DOI: 10.1001/jamaoncol.2026.2066 ISSN: 2374-2437

Cardiac Risk After Heart-Sparing Breast Radiotherapy

Sarah Quirk, Katelyn M. Atkins, Natalie Logie, Robert J. H. Miller, Christian Guthier, Raymond H. Mak, Laura E. G. Warren, Cody Ramin, Abdulla Al-Rashdan, Jean L. Wright, Michael Roumeliotis

Importance

Radiotherapy for breast cancer exposes the heart to incidental radiation, and historical data have shown a dose-dependent increase in associated cardiac events. Although whole-heart dose metrics are commonly used for risk assessment, emerging evidence suggests that dose to the left anterior descending coronary artery (LAD) may better capture risk.

Objective

To compare the ability of heart and LAD radiation dose metrics to predict cardiac risk after breast radiotherapy.

Design, Setting, and Participants

This was a cross-sectional study of patients with breast cancer who were treated with either 3-dimensional conformal or intensity-modulated radiotherapy from 2008 to 2018 at a tertiary care center in Canada. The primary analysis included patients with left-sided breast cancer. Cardiac events were assessed using longitudinal follow-up data. Dosimetry was derived from computed tomography plans using automated segmentation and converted to equivalent dose in 2-Gy fractions (EQD 2 ). Data were analyzed from September 2024 to April 2026.

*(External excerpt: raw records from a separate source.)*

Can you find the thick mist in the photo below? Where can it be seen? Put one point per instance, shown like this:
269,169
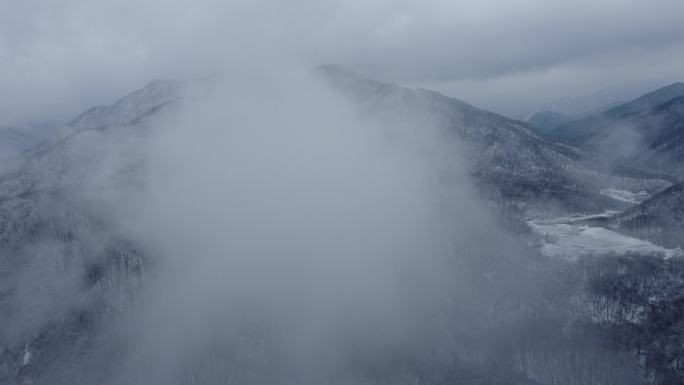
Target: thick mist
290,235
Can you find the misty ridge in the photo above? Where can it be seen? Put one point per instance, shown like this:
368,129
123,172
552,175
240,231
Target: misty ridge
255,216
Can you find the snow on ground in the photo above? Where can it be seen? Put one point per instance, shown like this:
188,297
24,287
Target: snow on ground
625,196
569,240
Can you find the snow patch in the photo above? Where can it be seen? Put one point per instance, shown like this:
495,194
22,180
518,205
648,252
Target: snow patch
572,241
625,196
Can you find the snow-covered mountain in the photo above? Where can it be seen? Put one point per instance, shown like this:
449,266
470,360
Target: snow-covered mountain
59,247
646,133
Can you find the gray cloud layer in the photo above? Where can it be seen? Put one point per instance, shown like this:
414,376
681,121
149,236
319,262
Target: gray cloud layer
58,58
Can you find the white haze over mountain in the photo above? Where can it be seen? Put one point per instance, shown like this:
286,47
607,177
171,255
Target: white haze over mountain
283,226
59,58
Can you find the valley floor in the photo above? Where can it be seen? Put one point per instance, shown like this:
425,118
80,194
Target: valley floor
573,237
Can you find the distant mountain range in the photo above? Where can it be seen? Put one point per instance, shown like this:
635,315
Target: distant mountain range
524,170
646,133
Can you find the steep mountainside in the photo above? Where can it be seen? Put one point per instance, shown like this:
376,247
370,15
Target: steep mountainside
660,218
513,162
546,120
646,133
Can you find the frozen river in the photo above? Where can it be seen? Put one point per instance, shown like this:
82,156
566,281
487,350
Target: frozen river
571,238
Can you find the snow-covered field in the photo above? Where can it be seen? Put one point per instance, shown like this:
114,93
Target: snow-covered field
570,239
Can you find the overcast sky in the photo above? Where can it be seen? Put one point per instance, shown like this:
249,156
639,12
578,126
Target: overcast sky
59,57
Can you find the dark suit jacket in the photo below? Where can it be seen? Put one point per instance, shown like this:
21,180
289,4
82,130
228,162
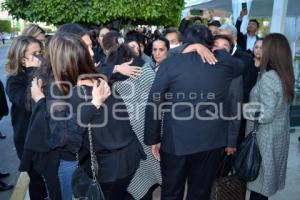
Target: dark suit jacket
185,84
241,38
250,73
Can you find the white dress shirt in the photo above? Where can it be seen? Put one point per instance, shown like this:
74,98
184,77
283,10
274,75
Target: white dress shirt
250,42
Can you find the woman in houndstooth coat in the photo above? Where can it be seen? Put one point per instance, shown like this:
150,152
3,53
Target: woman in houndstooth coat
274,90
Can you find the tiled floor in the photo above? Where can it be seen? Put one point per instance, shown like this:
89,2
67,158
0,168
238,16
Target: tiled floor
292,188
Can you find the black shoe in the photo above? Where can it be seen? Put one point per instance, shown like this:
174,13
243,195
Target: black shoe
3,175
2,136
4,186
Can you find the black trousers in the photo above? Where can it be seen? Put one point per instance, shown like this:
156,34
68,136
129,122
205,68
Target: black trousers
37,187
116,190
257,196
199,169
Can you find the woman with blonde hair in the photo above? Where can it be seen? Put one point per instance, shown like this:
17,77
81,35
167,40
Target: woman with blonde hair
22,64
35,31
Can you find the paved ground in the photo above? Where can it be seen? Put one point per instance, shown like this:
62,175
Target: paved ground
9,161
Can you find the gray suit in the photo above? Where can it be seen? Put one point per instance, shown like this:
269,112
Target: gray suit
273,134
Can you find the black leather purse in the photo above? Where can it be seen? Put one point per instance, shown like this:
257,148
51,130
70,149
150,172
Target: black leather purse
248,158
84,186
228,187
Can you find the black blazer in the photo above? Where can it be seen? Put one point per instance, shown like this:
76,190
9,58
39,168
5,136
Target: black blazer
250,73
185,79
241,38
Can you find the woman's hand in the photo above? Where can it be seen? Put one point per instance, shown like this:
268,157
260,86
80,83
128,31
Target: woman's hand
205,53
100,92
36,89
127,70
155,151
230,150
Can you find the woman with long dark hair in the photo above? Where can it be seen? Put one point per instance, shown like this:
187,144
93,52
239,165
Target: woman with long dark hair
274,91
134,91
72,67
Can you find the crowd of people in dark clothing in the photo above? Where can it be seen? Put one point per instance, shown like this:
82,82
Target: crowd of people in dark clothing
152,105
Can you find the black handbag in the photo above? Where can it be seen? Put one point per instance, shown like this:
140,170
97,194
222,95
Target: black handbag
3,102
228,187
82,185
248,158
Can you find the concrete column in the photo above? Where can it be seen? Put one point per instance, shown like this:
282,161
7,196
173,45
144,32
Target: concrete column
278,16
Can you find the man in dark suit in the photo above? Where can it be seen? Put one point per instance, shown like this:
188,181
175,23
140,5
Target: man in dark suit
189,92
250,73
246,41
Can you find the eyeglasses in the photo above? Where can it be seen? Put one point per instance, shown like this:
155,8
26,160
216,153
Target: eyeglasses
35,54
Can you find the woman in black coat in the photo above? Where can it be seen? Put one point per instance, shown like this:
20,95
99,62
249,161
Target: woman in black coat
22,64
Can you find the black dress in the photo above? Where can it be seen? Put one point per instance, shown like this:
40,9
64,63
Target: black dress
117,148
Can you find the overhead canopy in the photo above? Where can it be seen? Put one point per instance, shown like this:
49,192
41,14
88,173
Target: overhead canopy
259,8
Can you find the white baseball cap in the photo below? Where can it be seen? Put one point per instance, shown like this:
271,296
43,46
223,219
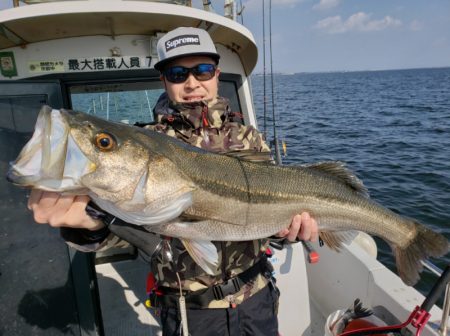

Main Outcomes and Measures

Adverse cardiac events defined as myocardial infarction or hospital admission or emergency department visit for unstable angina (ie, acute coronary syndrome), arrhythmia, heart failure, pericarditis, or myocarditis. The incidence of coronary angiography and coronary revascularization was also captured as coronary artery disease (CAD). Discrimination for dose metrics was performed with receiver operator characteristic curves and competing-risks regression (Fine and Gray), adjusted for cardiovascular risk factors.

Results

The analysis included 4908 patients with breast cancer of whom 2223 had left-sided breast cancer. During a median (IQR) follow-up period of 10.8 (8.4-13.1) years, cumulative incidence of cardiac event or CAD was 5.0 (95% CI, 4.1-6.0) at 10 years. A data-driven cut point analysis identified 12 Gy EQD 2 as the maximum LAD dose that best stratified risk. Among patients with left-sided breast cancer, maximum LAD dose (concordance [C] index, 0.58; 95% CI, 0.52-0.64) discriminated better than mean heart dose (C index, 0.53; 95% CI, 0.47-0.60). In multivariable analysis, maximum LAD of 12 Gy or greater was independently associated with higher cardiac risk (subdistribution hazard ratio = 1.81; 95% CI, 1.04-3.16; P = .04), whereas mean heart dose of 2 Gy or greater was not associated ( P = .99). For clinical context, the 12-Gy EQD 2 for maximum LAD dose corresponds to a physical dose of approximately 10.5 Gy for 42.5 Gy in 16 fractions and 7 Gy for 26 Gy in 5 fractions.

Conclusions and Relevance

In this cross-sectional study of heart-sparing breast radiotherapy, LAD dose was associated with cardiac events, whereas whole-heart metrics was not. These findings support LAD-based planning and respiratory motion management to reduce long-term cardiovascular risk in patients with breast cancer undergoing radiotherapy.